Olhou para as pessoas diante dele. Todos estavam em dupla; somente algumas exceções. Os trabalhadores, as crianças, os jovens. Lembrou-se do melhor amigo do seu pai, do melhor amigo do irmão, a melhor amiga da sua mãe... até a irmã mais nova vivia brincando com uma melhor amiguinha. O mesmo era visto com os vizinhos, os conhecidos, os parentes. Todos tinham um amigo próximo.
– Bem, entendi. Mas isso é legal.
– Seria legal se você não estivesse com as lentes que te dei.
– Seria?
– Observe sobre os ombros esquerdos das pessoas.
Os olhos de Heleno se estreitaram, sentiu o corpo amolecer. Para cada par de pessoas, sobre o ombro esquerdo de uma delas havia uma luz pairando. Se alguém não possuía a luz, ela estava sobre o ombro de quem o acompanhava. Lançou o olhar para mais além e passou a enxergar dezenas de luzes desfilando de um lado para outro.
– Percebeu?
– Essas lentes, elas têm problema...
– Não, a humanidade tem um problema.
Sentiu a língua secar, estremeceu. Um menino que morava perto de sua casa atravessou a rua, chamou: – Daí, Heleno! – O amigo do jovem vizinho também levava uma luz sobre o ombro. – Fica frio, Heleno. Ninguém vai saber – disse dando uma piscada.
– Ele me percebeu? – Falou ao celular.
– Eles não podem perceber. Principalmente se você não der bandeira.
O garoto continuou andando e encarando-o, pôs o dedo diante da boca.
– Acho que ele está falando sobre termos cabulado aula – disse Heleno aliviado.
Voltou para dentro do cercado da obra e sentou-se olhando para o vazio. – Quem são eles? O que querem de nós?
– Por enquanto, não me é permitido revelar isso. O mundo é uma farsa oculta em um véu de ilusões. Todas aquelas pessoas estão encurraladas, conduzidas como uma manada sob o olhar de um outro povo, uma espécie vigilante e controladora. Após a pausa disse: – Agora tenho que desligar.
– Espere, eu...
A ligação foi encerrada.
Discou para o número registrado. O número já não existia.
Respirou profundamente e reunindo coragem, pedalou a bicicleta e partiu rumo à casa. Pelo caminho, luzes, poucos deles estava sós, a grande maioria acompanhada. Com prudência, não detinha o olhar em ninguém, não esboçava nenhuma reação ou expressão que o acusasse.
Ao chegar, largou a bicicleta no gramado e sentou-se à mesa para o almoço, onde já estavam todos reunidos.
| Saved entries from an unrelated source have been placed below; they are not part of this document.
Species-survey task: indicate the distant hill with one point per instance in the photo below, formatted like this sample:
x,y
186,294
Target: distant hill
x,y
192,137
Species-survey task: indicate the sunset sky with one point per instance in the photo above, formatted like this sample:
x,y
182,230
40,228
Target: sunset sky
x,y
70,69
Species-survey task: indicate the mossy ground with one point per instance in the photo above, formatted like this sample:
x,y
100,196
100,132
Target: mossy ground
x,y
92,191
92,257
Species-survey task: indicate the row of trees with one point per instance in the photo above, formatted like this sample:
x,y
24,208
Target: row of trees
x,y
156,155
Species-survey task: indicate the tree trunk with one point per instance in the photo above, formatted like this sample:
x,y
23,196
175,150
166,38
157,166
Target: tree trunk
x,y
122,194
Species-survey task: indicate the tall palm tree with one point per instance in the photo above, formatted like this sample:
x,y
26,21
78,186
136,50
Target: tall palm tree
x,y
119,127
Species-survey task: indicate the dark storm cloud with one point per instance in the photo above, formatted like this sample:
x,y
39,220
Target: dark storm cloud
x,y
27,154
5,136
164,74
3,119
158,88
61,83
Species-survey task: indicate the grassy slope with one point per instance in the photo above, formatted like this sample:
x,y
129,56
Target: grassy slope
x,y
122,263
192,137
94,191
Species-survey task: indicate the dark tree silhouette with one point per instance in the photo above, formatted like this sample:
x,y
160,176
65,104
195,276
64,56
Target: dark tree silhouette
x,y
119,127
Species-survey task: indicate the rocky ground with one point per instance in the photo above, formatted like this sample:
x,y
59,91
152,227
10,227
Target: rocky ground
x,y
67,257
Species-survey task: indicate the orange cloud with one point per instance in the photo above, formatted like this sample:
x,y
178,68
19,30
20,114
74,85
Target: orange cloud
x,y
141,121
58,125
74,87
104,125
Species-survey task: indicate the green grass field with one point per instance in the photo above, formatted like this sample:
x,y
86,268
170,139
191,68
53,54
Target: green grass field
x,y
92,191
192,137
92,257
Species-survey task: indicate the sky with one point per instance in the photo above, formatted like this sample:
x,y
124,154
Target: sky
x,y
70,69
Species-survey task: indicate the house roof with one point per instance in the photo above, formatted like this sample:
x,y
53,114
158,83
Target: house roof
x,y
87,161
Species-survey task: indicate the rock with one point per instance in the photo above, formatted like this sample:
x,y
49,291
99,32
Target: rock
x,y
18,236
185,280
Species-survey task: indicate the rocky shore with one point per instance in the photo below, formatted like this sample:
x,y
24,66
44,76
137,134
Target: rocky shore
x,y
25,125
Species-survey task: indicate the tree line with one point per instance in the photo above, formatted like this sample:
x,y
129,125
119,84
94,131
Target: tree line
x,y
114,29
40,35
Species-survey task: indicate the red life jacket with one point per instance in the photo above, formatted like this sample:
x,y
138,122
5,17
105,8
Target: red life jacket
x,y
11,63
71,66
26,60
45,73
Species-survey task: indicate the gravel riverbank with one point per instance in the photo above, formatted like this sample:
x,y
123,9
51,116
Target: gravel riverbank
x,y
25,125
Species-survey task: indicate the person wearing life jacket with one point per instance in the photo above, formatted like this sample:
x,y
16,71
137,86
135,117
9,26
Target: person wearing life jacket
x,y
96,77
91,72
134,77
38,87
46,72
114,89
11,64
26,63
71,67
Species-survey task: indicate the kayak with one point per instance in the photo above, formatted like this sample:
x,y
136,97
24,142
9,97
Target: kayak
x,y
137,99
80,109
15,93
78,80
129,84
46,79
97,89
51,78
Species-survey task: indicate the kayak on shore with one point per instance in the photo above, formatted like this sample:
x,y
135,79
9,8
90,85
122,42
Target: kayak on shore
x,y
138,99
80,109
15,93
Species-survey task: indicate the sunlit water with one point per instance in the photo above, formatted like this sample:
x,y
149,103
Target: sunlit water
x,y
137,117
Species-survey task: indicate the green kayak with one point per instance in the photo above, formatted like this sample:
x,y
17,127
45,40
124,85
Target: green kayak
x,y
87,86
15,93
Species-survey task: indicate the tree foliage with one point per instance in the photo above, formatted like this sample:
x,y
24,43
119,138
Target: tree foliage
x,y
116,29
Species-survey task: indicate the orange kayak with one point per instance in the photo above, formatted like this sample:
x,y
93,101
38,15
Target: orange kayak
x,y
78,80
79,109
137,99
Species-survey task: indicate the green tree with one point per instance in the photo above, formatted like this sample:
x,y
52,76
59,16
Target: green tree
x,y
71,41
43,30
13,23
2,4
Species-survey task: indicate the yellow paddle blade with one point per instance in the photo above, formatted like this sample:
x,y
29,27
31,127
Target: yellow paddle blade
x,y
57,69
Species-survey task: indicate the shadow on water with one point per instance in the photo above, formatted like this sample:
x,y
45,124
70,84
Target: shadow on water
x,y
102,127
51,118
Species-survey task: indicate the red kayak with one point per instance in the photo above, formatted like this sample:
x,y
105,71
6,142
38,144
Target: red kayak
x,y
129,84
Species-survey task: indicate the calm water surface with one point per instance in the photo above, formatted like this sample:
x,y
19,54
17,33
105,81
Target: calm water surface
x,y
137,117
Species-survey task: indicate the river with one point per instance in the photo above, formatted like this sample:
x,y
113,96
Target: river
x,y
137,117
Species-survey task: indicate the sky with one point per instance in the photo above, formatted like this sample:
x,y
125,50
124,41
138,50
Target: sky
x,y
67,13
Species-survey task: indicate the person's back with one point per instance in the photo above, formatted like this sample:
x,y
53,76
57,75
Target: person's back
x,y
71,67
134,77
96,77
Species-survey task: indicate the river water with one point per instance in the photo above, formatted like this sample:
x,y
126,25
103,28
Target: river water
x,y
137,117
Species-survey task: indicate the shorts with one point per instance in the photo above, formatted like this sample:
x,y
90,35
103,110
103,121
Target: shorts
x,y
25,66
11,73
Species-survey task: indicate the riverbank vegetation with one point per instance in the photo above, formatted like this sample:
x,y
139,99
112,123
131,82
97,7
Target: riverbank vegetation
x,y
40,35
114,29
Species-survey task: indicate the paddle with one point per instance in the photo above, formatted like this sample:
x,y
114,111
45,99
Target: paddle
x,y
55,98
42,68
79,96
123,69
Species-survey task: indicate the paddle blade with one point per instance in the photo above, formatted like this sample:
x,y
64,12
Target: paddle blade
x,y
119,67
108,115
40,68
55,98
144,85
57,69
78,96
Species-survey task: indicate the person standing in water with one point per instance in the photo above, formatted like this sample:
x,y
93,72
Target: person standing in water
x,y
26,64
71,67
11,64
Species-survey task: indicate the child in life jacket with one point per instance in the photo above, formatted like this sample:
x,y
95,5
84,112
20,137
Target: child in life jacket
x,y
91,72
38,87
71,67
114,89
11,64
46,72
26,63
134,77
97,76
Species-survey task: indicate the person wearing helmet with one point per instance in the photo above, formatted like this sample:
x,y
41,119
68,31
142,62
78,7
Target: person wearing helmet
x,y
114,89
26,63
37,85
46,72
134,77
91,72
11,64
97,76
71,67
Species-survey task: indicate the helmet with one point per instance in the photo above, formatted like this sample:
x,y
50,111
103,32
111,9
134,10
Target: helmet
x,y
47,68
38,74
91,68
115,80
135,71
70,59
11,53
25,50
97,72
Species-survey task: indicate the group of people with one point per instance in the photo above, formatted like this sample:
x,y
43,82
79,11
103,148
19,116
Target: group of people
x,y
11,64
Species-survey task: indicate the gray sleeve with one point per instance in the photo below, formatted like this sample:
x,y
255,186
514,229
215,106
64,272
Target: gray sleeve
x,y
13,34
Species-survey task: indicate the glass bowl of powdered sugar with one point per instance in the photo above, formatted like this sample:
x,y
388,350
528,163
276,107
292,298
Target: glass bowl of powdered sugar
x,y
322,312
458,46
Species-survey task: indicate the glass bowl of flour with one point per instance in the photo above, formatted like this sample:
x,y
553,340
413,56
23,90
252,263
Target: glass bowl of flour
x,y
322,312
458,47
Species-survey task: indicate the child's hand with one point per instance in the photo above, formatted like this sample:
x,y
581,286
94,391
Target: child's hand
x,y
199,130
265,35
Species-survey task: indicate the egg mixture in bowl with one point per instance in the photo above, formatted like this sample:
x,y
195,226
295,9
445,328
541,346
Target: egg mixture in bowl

Não haviam luzes ali: seu pai, a irmã mais nova e a mãe, limpos. O falatório habitual de sua família seguia, enquanto os pensamentos entravam e difusão.
A mãe perguntou algo e ele respondeu mecanicamente. Abandonou a mesa sob os protestos do pai por ter deixado toda a comida no prato.
Entrou para o quarto e trancou a porta. Ligou a TV. Era o jornal do meio dia; podia enxergar a luz em todos os repórteres e âncoras. As pessoas nos comerciais também, até os atores na propaganda da telenovela.
Eram aquelas lentes, ele pensou. Talvez o garoto maltrapilho o estivesse fazendo de bobo com lentes de contato aparelhadas com algum dispositivo eletrônico capaz de fazê-lo ver coisas. Seria possível? Mas a troco de quê?
Alguém bateu à porta.
Do outro lado, a voz de Aldo: – Ah, o seu tio foi rápido no conserto? A sua bike está tinindo.
– Eu... é, foi... – balbuciou.
– Vai abrir a porta, ou vou ficar esperando até quando?
– Claro. – Abriu a porta lentamente.
Heleno olhava para o chão, para os pés do amigo. Não queria confirmar o que já previa, negaria tal possibilidade. Aldo era um cara muito legal, um amigo fiel. Tanto tempo unidos, os momentos esplêndidos que compartilharam; tudo aquilo não podia ser uma mentira, algo inadmissível. Era a hora de encarar; de tirar a limpo o inevitável.
As pernas vestidas em jeans, a barriga da camiseta com a estampa dos Ramones; na mão direita de Aldo, duas carteiras de cigarros, na esquerda, a maleta de seu notebook – o rosto familiar; sobre seu ombro esquerdo, uma luz cintilante.